‘Making PDF Great Again’

The Goal

I am looking at producing a document format which will be used for ‘publishing’ academic documents which provides ‘a rich amount of data’ for a reader to interact with, not thin documents like current PDFs.

  • By ‘publishing’ I mean making public, in a way which freezes the document, much like making a printed document public.
  • By ‘a rich amount of data’ I mean keeping any meta-data the author would want to include, as well as any advanced views of the document, such as something in the style of Liquid Views: http://www.liquid.info/view.html

The Challenge

The ubiquity of PDFs will make it hard to challenge the current workflow.

The Workflow to Augment

The purpose of this project is to augment the full academic and scientific workflow – the interoperability feature is required to fully support the full lifecycle:

•  The Literature Review which currently happens through ‘thin’ PDF documents.
•  Performing Experiments
•  Developing The Thesis
•  Authoring
•  Collaboration & Review
•  Publishing. This is where the current PDF publishing method strips out a large amount of contextual data generated in the process, providing the person who is doing a literature review based on this document only a thin sliver of what was generated.

The Proposal : Rich PDF

Many in the  academic world are generally well versed in writing to export in LaTex to make sure their documents appear in the appropriate academic layout style.

The proposal here is to help the author tag their document as though exporting using LaTex style tagging/formatting, and using this tag data to export as a properly formatted PDF and adding a full XML sheet of all the attributes the author would like to have persist with the document (removing any data such as earlier drafts which the author may not want added).

For those who are not used to LaText all they will notice is that they are highlighting and tagging the document.

 

The user simply marks up the important elements of the document and these elements are preserved even though the published form is PDF

 

Open Document in Standard PDF Reader

Anyone can then open the resulting .pdf document in any PDF reader to read the document as they expect.
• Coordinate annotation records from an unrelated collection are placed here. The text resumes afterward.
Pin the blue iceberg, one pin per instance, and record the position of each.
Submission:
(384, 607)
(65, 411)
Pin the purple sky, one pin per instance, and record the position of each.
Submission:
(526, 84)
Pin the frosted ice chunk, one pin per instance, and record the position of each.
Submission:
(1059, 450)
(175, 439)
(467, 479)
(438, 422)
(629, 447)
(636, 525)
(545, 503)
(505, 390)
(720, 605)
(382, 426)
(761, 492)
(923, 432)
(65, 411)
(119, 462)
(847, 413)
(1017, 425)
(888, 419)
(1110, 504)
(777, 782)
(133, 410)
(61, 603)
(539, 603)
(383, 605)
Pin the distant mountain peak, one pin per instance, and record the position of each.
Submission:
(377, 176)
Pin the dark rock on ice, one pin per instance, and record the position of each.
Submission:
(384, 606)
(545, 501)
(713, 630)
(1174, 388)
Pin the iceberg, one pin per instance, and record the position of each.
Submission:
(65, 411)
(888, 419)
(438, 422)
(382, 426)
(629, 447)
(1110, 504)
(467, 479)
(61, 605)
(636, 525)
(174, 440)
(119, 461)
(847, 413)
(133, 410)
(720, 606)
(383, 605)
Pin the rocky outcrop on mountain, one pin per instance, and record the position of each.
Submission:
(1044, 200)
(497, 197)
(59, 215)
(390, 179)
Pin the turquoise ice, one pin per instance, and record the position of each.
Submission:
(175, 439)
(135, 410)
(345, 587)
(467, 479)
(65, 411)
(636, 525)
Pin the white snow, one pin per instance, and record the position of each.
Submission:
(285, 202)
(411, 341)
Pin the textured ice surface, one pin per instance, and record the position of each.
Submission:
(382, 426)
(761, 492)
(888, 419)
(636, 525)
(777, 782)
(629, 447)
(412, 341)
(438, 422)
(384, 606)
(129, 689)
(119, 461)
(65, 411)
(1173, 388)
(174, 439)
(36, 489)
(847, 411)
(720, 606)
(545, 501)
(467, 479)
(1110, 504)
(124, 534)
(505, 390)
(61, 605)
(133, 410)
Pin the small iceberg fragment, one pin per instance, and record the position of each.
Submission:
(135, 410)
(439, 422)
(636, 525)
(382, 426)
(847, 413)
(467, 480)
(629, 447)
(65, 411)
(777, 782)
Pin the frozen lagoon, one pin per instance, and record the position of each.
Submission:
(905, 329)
Open Document in Rich PDF Reader

Any user with a Rich PDF aware application can open the document and the PDF rendered layout can be thought of almost as a label which is not used; the rich data from the document is still contained within and can be used for a rich reading experience.

Specific Benefits

All the advanced features of the authoring environment will be retained. For example:

•  Free-form layouts for mind maps/concept maps will have all the 2D/3D layout data preserved for the reader to view how the author saw the connections in the document.
•  Live formulas will be preserved for the reader to interact with.
•  Rich data can be included, in compressed form.

Adoption & Power

This way we have an entirely new document format which will enable the user to richly and powerfully interact with the data in a published, ‘archived’ document yet everyone can open the powerfully features of the basic document.

Producers of authoring software can then further innovate with advanced reading functionality, knowing that documents can support the interactions.

Development Opportunities

If my word processor features an advanced layout then another developer’s software can choose to be able to use the data from my word processor or offer alternatives views, but not destroy the data which was generated by my word processor, so the user can always go back and view it in my application.

Implementation

In order to create such a system we will need to evaluate current rich document interchange standards and write up a spec based on this for the XML in PDF data, which we will then share with our friends in the word processor development community, where we will then settle on a standard which will be useable across the board.

I will be in touch with developer friends once a basic in-house spec has been generally agreed upon.

PostScript : Why Now?

“…the way that scientists share their results once they have them  … it’s a PDF in a journal that you can download and you can look at charts and graphs and read a static document, that’s what it is basically, there might be the odd chance to download a bit of data or watch a video or look at some pictures but for the most part it’s the same technology that’s been around for hundreds of years albeit you can now download it in a PDF and to Freeman’s mind, and it’s a fair point, that’s ridiculous…’

 Jeremy Freeman of Chan Zuckerberg Initiative, referred to in 14 minutes in on the Wired podcast https://overcast.fm/+OFMaEXgU

(Since Stuart Arnott brought the Freeman podcast to my attention I have been thinking (again) about about to re-invent academic documents. I sent a page of suggestions to a few people, including my advisor Les Carr, Joe Corneli (who has the very interesting notion of Scholia to put in the mix), Christopher Gutteridge who shredded my proposal (thanks, it was useful) and Mark Anderson with whom I had a long chat, which should have been recorded but these chats are often in loud student areas so likely would have been horrible to listen to anyway)

This lead to the concept presented here, for which I am grateful to Jeremy Freeman for providing the impetus.